How to get better mileage and performance from your vehicle
While today’s engines are more fuel efficient than those in the past, there are still many ways to enhance the real-world fuel economy you get from your vehicle. A car’s weight, aerodynamics, resistance, drag, and engine performance all impact gas mileage. Choosing a fuel-efficient car, using certain driving techniques, keeping up with proper maintenance, and selecting an advanced motor oil formulated to meet the challenges of today’s engines can help you save money by getting more miles out of each tank of gas.
1. Use a motor oil formulated for modern engines
The push toward better fuel economy and decreased emissions has forced OEMs to develop more fuel-efficient, less polluting engines, which require more advanced motor oils that are specifically formulated to meet their unique challenges.
Modern engine design
Increases in fuel efficiency and emissions standards have resulted in smaller engines that use modern technology to improve mileage and reduce greenhouse gas emissions.
Gasoline direct injection (GDI) and turbochargers work together to enable a smaller engine to generate the same horsepower as a larger engine.
Stop-and-start technology allows an engine to turn off and on automatically when driving in traffic or high-congestion areas.
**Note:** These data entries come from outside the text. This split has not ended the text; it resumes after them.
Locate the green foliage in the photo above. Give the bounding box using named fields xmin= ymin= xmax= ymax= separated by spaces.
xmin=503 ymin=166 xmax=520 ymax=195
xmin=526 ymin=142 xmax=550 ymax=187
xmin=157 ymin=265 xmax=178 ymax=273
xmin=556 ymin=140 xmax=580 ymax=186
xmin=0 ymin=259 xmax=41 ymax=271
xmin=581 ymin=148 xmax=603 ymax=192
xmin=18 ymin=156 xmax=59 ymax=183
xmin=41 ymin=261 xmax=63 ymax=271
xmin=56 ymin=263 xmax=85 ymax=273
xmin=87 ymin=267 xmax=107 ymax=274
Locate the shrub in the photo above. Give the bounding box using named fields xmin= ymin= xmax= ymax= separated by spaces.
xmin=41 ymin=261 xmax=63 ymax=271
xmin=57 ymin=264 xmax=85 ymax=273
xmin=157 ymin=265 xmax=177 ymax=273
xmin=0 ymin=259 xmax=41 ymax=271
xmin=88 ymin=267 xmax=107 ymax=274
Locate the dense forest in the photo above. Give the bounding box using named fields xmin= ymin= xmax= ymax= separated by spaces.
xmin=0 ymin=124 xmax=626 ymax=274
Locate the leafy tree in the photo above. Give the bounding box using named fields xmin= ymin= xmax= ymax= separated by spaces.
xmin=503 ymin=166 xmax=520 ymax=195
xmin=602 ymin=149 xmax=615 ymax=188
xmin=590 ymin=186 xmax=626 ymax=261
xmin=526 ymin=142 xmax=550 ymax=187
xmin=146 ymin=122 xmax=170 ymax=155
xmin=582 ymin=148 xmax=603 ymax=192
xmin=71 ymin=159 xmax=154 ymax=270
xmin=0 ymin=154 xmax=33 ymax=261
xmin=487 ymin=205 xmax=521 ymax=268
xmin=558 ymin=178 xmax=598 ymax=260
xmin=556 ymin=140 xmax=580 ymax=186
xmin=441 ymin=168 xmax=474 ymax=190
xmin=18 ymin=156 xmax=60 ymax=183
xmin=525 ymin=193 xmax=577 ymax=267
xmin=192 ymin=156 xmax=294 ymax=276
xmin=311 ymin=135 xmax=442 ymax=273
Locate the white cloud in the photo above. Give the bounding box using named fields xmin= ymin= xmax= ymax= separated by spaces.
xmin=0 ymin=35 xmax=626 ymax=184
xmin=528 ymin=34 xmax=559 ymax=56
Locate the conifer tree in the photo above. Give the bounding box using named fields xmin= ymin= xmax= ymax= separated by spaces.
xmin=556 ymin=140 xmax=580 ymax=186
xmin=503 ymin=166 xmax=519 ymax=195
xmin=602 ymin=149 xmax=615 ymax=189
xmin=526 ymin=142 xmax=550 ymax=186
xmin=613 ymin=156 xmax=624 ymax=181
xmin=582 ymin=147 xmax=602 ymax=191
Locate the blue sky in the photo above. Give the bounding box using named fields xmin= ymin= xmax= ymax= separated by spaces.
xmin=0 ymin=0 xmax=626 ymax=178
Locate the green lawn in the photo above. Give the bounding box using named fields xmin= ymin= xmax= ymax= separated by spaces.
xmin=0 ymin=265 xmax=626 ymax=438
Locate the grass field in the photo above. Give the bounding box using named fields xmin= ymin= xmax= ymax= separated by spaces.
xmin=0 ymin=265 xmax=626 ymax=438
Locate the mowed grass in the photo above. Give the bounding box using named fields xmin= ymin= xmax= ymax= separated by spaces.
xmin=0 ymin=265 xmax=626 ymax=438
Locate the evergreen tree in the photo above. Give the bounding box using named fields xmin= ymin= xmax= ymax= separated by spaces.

Variable compression engines enable high efficiency and high performance of smaller engines at highway speeds.
These new engines require a more advanced motor oil that protects against the unique challenges presented by these engines, such as low-speed pre-ignition (LSPI), increased wear, and sludge formation.
ILSAC GF-6 and API SP standards
To meet these challenges, Kendall worked with the American Petroleum Institute (API) and original equipment manufacturers (OEMs) to develop a new standard: ILSAC GF-6 and API SP. These new standards went into effect on May 1, 2020.
GF-6 technology provides enhanced wear protection, prevents LSPI, improves fuel economy, and reduces carbon emissions in modern engines. It also helps OEMs meet their mandated targets for fuel efficiency and emissions.
Meet the most advanced Kendall motor oils ever
Our premium quality, full-synthetic automotive engine oil is designed to provide excellent engine protection for turbocharged gasoline direct injection, conventional gasoline-fueled, and flex-fueled passenger cars and light trucks under all operating conditions. It is especially recommended for vehicles operating at extreme temperatures or under severe driving conditions, such as towing heavy loads.
Our premier quality, part-synthetic automotive engine oil is designed to provide outstanding engine protection for turbocharged gasoline direct injection, conventional gasoline-fueled, and flex-fueled passenger cars and light trucks under all operating conditions.
Our premium quality, part-synthetic automotive engine oil is specially designed to provide excellent engine protection for turbocharged gasoline direct injection, conventional gasoline-fueled, and flex-fueled passenger cars and light trucks under all operating conditions. It also is recommended for use in lower-mileage vehicles, including new cars under warranty.
Our high-quality, part-synthetic automotive engine oil is designed to provide excellent engine protection for turbocharged gasoline direct injection, conventional gasoline-fueled, and flex-fueled passenger cars and light trucks under all operating conditions.
2. Perform regular maintenance
Dirty air filters, worn out spark plugs, and bad connections can all affect fuel economy. Following your vehicle’s recommended maintenance schedule will keep it running more efficiently and produce fewer greenhouse gas emissions.
3. Keep tires properly inflated
A very no cost approach to improved mileage, improved handling and overall safety is simply keeping your tires at the proper inflation pressure. Make sure you have your tires checked for inflation pressure at every service. If you have concerns, most tire stores will check your pressure and give your tires a quick visual inspection for free.
4. Skip the warm-up
The old adage of needing to ‘warm up the car’ before you drive it is a holdover from the days of carburetors and doesn’t hold true for today’s modern fuel-injected, electronically-controlled engines. Engines perform most efficiently at regular operating temperature, and the fastest way to reach that point is to drive right after starting the car.
5. Slow down
Driving habits like speeding, rapid acceleration, and braking waste gas. It can lower gas mileage by roughly 15 to 30 percent at highway speeds and 10 to 40 percent in stop-and-go traffic. Accelerate smoothly and anticipate the movement of traffic. Once up to speed, maintain a steady pace. Smooth acceleration, cornering, and braking also extend the life of the engine, transmission, brakes, and tires.
6. Remove roof racks, cargo boxes, and bike racks
Vehicles often have attached racks and boxes to carry things like luggage, bikes, skis, and surfboards. At highway speeds, more than 50 percent of engine power goes to overcoming aerodynamic drag. Carrying things on the roof or the tail hitch increases drag, increasing fuel use and lowering fuel economy. Consider removing roof racks, cargo boxes, and bike racks from vehicles when they aren’t in used to cut down on unnecessary drag and improve mileage.